5. Alcohol: It’s a holiday! Just don’t get too crazy and decide it’s a good time to break out your still-in-progress Mayan Apocalypse theories.
1. Cranberry sauce: Nobody likes cranberry sauce. Let me repeat: Nobody actually likes cranberry sauce. Cranberry sauce is the “Wheel of Fortune” of Thanksgiving foods. It's been around for so long that no one has yet figured out it's universally loathed and it's okay to kill it off. When I'm president, I'll end its reign of terror.
2. Sweet potatoes: Not mashed potatoes? Not worth my time.
(Sweet potato fries, on the other hand, are delicious.)
3. Squash: Probably the only food on this list that was actually at the first Thanksgiving meal, squash is proof that everything sucked about living in the 1600s. Here's how squash fit into the first Thanksgiving:
“Sorry, again, about giving you that smallpox blanket.”
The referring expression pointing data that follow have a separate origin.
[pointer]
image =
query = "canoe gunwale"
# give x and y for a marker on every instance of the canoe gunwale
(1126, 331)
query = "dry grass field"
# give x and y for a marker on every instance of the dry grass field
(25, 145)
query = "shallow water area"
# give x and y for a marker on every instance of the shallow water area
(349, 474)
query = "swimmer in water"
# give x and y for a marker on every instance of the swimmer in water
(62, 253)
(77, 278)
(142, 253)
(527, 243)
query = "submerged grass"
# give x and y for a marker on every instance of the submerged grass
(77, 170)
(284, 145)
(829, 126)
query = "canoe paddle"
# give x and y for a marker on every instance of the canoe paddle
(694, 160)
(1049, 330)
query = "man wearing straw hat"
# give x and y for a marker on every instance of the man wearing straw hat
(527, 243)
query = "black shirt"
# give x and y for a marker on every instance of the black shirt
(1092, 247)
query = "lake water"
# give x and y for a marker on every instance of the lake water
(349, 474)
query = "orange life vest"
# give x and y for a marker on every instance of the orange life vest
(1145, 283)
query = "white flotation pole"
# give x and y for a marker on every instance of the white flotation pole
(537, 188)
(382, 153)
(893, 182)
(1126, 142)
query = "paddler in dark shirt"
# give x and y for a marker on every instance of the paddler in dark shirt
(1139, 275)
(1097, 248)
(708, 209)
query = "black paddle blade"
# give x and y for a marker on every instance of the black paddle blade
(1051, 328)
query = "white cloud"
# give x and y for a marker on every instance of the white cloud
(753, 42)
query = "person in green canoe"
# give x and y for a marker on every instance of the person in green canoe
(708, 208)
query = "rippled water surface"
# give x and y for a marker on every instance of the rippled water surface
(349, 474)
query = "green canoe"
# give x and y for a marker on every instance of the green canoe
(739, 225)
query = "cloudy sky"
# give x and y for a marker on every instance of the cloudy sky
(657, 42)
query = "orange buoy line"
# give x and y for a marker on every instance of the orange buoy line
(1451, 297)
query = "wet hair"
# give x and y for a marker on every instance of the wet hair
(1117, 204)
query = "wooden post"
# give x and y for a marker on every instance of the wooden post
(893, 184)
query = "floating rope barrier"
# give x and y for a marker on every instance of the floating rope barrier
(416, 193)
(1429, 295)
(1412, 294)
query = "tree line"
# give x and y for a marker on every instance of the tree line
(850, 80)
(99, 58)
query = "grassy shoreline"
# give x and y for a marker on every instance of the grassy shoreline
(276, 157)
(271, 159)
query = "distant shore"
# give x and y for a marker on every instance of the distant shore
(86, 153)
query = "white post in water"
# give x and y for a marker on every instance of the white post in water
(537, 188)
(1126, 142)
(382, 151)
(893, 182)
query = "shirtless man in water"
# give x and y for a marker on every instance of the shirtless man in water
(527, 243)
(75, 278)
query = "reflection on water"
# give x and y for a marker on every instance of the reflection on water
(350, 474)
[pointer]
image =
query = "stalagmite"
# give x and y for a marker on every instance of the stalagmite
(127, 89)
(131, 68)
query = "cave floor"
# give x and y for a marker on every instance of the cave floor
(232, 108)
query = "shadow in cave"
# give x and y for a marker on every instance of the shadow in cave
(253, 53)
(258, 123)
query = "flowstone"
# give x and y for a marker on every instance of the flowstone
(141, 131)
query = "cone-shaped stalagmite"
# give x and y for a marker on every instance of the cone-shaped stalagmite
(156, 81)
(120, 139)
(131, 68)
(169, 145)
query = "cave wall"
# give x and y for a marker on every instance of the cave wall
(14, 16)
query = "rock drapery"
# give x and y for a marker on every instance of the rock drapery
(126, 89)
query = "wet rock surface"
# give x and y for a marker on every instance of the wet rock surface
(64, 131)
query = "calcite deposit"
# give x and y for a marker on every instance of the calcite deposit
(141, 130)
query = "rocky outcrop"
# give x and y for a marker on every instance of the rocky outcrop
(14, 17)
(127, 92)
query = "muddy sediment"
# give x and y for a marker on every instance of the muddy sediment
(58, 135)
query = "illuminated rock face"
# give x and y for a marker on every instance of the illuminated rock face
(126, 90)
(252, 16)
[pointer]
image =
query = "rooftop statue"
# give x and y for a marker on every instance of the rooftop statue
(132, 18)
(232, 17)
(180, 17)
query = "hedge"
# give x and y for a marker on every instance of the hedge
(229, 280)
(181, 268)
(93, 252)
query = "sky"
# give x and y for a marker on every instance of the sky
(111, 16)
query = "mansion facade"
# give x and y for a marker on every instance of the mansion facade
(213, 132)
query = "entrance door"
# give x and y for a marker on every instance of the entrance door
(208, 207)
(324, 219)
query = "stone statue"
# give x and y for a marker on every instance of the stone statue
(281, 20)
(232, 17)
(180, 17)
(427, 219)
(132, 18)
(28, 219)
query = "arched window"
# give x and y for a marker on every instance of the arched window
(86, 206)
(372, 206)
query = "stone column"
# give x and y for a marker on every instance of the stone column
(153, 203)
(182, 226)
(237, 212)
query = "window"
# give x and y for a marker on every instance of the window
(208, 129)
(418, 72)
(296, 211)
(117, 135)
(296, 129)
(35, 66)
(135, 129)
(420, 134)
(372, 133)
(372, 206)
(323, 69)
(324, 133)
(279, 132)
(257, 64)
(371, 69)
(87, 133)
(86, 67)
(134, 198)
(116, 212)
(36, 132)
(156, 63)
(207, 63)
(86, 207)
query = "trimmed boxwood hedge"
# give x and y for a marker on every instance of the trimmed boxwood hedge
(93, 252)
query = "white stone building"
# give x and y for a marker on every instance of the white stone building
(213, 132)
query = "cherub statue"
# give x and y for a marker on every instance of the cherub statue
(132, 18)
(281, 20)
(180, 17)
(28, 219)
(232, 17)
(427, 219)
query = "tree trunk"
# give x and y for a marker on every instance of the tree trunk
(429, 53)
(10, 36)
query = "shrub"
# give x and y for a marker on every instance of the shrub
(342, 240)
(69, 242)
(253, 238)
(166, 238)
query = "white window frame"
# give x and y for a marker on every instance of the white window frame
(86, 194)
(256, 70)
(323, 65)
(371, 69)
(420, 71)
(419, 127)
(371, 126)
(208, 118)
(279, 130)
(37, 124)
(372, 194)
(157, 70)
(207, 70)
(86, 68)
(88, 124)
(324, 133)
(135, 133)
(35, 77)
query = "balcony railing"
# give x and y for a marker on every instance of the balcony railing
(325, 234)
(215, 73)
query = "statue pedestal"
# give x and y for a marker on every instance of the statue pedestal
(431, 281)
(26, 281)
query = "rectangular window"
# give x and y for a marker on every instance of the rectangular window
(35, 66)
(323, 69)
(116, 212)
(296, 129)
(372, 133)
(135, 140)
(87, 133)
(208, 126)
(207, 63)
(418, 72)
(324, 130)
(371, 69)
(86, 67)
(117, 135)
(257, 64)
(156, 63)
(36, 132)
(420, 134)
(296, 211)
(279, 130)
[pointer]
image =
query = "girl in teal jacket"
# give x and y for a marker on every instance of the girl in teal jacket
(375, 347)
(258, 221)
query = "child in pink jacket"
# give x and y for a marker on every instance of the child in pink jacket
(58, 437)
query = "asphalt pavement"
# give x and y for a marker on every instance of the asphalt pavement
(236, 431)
“Well, I’d like to use this rudimentary sign language to personally apologize for scalping your 12-year-old son.”
“It’s really fucking cold out here.”
[A pause. The pilgrim plucks a cockroach out of his belt buckle.]
“I’ve worn this black shirt and buckled hat for 427 days straight. My wife says I smell.”
“Well, I’m wearing a loin cloth, and haven’t been able to feel my uncovered feet since September.”
[Another pause. An elderly man dies nearby of hypothermia.]
“We never should have come to this country. But since we’re here… Friends?”
“I’ll gather the squash.”
So yeah, squash is horrible.
4. Dinner rolls: Everything Reggie said. If you eat more than one roll and you complain about being full more than 30 minutes into the meal, you should be forced to eat outside with your uncle’s Great Dane. Why do we even waste our time with cooking rolls during Thanksgiving? This is the one thing normal people and bulimic models can agree on.
5. Pumpkin pie: Yeah, I SAID IT. Pumpkin pie is overrated. It’s gloopy, its flavor is normally negligible, and it’s made of a food that shouldn’t be a dessert. It’s also an example of what I like to call the “Pumpkin Season” that takes over the lives of every under-30 female I know. Pumpkin Season is a lot of Instagrammed pumpkin pies. It’s breathless Facebook announcements that “PUMPKIN SPICE LATTES ARE AT STARBUCKS NOW, YOU GUYS.” It’s dragging your boyfriend to do pumpkin carving. Can you imagine how insane this would be if it was, say, for lemons? What a miserable vegetable.